老紳士の部屋は医学書や遺伝子研究に関する本がたくさん並べられた棚や
壁には幾つもの遺伝子のDNDゲノム標本や
権威のある賞状等が飾られていた。
「さて?何の話かな?」
「貴方が人工昆虫のユダの血統を研究していると聞いて。」
「はい、確かにあくまでも私が自称ですが。
『ユダの血統研究』の権威です。」
ジェレミー刑事は今回の殺人事件とここ数週間で若い女性が原因不明の
失踪をしている事件にユダの血統が関わっていると言う事を正直に話した。
「まさか……ユダの血統が……」
「どうもそうなんです。」
老紳士、いやカイラ・ウルフ博士は両腕を組み、大きく溜め息を付いた。
「そのユダの血統って言う昆虫について教えて欲しいわ。」
するとカイラ・ウルフ博士は重い口調で話し始めた。
「数年前、世界中でストリックラー病が蔓延し、
多くの子供達の尊い命を奪ったのは君達、知っているだろう」
「ええ、かなりの大勢の子供達が亡くなったって。」
「俺の親戚の子供もストリックラー病にかかって
命は助かったが今でも重い後遺症に苦しめられている。」
「そう、それで当時、CDCアメリカ疾病予防管理センター
に所属していたピーター・マンの依頼を
受けた昆虫学者のスーザン・タイラ博士
はゴキブリのみを殲滅し、一定期間後に死滅する様にプログラムされた
新種の昆虫『ユダの血統』を創造した。
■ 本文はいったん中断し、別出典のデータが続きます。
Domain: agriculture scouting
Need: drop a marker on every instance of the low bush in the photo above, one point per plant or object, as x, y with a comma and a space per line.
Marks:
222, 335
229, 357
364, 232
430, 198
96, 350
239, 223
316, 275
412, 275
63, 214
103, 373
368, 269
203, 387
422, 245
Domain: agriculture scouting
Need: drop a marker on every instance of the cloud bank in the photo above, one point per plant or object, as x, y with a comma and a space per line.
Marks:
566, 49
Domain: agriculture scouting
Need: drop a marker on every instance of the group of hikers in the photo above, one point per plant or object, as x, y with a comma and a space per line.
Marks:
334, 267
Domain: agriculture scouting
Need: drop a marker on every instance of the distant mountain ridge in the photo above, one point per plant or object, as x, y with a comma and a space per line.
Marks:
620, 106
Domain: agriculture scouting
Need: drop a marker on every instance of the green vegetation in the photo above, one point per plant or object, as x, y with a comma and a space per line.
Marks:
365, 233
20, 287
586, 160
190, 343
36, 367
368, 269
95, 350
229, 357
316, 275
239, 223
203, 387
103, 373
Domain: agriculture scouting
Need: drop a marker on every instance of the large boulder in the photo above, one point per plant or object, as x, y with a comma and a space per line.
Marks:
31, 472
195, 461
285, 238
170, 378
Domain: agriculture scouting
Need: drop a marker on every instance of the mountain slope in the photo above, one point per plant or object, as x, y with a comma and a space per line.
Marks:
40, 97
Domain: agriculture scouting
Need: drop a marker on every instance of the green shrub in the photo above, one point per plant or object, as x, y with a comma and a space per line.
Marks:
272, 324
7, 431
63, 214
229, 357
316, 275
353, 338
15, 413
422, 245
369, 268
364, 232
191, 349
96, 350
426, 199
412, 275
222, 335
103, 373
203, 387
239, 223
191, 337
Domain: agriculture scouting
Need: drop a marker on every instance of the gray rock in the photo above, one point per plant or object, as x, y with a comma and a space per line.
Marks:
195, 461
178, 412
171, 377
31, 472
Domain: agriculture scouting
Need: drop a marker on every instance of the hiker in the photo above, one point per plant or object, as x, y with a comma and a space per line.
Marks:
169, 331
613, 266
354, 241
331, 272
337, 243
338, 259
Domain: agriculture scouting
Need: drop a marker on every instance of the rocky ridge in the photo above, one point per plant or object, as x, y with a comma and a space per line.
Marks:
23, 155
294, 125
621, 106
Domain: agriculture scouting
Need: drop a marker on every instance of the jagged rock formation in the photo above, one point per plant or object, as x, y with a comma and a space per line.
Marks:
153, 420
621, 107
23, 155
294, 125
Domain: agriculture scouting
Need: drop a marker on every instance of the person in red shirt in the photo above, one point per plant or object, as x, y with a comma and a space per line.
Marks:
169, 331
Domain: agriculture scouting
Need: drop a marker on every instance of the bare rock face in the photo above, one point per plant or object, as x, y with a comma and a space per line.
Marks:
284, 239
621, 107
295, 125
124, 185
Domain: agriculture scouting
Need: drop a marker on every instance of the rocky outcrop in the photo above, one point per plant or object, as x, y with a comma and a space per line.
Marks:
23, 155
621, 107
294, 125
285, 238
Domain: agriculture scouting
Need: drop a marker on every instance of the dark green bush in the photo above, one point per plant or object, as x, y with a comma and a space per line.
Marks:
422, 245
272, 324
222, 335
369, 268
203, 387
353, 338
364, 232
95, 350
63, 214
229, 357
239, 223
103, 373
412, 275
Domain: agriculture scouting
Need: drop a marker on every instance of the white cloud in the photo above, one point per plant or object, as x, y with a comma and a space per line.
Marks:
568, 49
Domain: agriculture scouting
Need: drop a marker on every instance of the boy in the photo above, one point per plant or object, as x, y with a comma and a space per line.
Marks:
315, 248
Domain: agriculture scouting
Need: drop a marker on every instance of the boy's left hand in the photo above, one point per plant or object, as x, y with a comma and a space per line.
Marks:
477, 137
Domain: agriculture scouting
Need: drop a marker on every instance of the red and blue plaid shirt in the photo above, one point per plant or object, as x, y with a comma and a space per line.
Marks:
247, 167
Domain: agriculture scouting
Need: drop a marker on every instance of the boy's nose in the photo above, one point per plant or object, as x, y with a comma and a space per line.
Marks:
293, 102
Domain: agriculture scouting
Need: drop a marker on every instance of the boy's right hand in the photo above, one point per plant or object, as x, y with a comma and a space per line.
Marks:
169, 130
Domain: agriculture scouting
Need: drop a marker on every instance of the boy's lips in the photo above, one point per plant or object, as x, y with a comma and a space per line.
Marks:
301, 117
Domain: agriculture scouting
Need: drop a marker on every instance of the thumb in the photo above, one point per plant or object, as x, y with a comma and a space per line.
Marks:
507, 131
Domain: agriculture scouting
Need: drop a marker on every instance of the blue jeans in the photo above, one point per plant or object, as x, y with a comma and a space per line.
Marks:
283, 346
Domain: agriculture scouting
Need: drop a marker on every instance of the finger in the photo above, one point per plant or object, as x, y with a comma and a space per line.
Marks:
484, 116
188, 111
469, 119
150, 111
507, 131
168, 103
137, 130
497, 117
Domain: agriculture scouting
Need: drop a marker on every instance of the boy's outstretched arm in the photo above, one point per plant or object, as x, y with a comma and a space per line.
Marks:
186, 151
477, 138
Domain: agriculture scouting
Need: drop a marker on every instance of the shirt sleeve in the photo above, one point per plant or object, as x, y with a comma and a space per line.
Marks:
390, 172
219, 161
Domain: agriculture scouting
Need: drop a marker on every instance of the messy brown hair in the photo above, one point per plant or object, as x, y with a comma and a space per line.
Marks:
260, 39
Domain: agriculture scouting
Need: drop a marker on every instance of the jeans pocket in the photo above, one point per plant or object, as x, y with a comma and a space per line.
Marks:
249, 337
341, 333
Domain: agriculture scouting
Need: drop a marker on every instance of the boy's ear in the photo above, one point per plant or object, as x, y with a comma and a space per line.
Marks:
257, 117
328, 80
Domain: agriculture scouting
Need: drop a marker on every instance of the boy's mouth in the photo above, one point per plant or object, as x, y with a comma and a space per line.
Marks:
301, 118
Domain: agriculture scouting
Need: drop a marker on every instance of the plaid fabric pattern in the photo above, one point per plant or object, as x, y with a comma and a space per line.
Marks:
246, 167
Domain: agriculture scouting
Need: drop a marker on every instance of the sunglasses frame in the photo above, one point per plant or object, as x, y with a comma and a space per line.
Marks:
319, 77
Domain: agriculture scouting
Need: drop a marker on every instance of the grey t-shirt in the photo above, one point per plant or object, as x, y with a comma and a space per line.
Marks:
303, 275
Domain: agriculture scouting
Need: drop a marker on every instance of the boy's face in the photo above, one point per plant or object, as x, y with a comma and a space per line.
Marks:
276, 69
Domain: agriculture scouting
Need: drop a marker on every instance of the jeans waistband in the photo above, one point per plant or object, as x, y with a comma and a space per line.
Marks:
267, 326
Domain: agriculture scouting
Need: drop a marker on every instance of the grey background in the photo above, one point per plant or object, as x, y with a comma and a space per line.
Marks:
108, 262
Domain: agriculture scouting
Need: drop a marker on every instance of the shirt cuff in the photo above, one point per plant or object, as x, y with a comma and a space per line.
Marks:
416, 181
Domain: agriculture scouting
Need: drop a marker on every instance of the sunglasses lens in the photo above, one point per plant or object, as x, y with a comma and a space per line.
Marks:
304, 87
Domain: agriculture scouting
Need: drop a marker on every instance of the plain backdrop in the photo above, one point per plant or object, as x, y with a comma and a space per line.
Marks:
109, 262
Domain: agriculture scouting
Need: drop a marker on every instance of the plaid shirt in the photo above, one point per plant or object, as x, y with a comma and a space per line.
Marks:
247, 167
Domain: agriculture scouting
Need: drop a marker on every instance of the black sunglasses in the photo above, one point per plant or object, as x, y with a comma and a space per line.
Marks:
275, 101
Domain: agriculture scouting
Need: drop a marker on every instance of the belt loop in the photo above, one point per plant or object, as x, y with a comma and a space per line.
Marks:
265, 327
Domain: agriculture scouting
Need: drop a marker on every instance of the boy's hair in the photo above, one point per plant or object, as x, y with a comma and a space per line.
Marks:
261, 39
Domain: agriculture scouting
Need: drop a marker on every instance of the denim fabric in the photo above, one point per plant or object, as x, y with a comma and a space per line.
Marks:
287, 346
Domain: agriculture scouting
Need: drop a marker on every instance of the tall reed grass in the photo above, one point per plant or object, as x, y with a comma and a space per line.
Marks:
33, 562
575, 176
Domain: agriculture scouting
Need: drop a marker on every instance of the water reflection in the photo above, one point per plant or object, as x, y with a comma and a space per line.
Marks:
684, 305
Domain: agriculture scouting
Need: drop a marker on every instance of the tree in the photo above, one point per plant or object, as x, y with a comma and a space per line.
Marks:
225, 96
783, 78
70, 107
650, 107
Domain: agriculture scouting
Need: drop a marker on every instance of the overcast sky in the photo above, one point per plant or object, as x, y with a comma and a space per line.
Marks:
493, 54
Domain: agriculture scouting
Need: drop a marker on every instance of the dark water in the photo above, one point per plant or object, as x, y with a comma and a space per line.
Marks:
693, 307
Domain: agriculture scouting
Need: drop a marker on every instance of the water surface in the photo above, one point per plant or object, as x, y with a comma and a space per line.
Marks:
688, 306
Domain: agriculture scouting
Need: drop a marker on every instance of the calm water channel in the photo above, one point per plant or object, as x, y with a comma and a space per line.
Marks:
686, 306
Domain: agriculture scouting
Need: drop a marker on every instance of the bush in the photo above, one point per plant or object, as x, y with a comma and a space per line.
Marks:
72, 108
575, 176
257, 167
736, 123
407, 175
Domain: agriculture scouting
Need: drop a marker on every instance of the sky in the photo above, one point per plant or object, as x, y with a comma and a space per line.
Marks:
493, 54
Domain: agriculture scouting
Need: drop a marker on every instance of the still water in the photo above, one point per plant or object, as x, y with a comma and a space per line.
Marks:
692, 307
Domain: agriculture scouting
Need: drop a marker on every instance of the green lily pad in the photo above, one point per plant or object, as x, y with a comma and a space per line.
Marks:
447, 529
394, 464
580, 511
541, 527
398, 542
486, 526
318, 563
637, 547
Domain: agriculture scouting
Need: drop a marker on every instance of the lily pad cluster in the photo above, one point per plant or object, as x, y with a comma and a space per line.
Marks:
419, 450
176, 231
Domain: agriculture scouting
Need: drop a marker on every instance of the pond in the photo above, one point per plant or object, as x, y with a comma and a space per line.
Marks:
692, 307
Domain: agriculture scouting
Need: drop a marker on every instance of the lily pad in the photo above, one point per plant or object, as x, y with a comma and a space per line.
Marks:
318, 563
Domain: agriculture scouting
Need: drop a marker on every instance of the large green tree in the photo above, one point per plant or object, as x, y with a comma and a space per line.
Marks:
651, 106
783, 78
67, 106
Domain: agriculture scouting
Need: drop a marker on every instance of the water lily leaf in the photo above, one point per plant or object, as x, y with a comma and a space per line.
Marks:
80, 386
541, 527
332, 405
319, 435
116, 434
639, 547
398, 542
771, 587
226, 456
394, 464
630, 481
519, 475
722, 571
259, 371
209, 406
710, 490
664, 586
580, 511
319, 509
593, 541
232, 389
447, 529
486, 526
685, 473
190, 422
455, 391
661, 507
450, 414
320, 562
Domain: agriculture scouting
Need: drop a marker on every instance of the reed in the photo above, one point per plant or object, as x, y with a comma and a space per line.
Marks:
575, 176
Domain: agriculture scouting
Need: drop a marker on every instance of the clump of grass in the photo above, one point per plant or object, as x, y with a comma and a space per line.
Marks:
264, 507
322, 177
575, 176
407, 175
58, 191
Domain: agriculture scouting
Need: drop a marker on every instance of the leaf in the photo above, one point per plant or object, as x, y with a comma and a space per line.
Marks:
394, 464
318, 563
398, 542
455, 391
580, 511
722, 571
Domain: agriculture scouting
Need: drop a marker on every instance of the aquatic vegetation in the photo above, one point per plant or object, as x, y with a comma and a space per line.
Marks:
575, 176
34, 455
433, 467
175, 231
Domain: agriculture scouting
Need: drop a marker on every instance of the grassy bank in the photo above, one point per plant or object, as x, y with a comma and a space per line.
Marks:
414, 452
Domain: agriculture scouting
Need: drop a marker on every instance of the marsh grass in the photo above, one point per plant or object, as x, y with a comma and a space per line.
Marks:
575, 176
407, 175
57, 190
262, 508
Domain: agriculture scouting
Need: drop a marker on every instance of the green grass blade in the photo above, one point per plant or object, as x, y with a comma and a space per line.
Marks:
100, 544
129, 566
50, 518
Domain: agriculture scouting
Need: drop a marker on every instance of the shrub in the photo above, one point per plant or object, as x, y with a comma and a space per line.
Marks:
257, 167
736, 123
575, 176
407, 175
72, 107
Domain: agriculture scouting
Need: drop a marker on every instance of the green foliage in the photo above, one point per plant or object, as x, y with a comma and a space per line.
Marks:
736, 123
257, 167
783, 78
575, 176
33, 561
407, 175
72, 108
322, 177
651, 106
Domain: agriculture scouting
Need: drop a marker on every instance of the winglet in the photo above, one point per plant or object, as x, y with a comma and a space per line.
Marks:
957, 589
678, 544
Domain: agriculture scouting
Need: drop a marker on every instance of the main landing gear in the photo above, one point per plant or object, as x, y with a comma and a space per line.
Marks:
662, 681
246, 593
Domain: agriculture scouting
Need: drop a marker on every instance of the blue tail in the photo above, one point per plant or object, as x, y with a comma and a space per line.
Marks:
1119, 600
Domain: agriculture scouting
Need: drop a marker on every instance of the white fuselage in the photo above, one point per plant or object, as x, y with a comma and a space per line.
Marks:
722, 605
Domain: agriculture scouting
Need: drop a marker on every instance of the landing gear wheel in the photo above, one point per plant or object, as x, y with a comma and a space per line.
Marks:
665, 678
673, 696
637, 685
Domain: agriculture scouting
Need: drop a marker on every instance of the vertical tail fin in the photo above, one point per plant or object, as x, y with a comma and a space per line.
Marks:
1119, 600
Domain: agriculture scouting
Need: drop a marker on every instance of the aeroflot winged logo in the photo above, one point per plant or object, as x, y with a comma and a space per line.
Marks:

」
そのカイラ・ウルフ博士の話を聞いていたジェレミー刑事は
ふと脳裏に茶色の髪に黒縁の眼鏡を掛けた
茶色のロングコートを着た男の姿が浮かんだ。
さらにその男の言葉も鮮明に思い出した。
に勤めていたんだ。僕の妻は昆虫学者で昆虫の事を良く知っていた。』と。
まさか彼がピーター・マン??
 その間にもカイラ・ウルフ博士は話を続けていた。
「新種のユダの血統は全米の遺伝子研究所の協力の元、
シロアリとカマキリの遺伝子を配合し、産み出された。
そしてメスの不妊処置を施した後、外界に放たれた
ユダの血統はゴキブリの駆逐が終わった後に自滅する筈だった。
だが雄の一匹に偶然産卵能力があった事で生き延び、繁殖を開始したんだ。
しかもゴキブリに対抗すべく代謝
活性化させた事で繁殖サイクルが活性化し、
数百世代に渡り子孫を残し続けた。
その結果、本来昆虫には存在しない筈の臓器である
肺が現われた事で成人男性の体格まで進化した。
さらに現在でも雄のユダの血統は更に暴走する様に進化していて……」
「まさか?人間と交配が可能とか?」
「…………」
カイラ博士の言葉を聞いたマーゴット刑事は言葉を失い、全身を震わせた。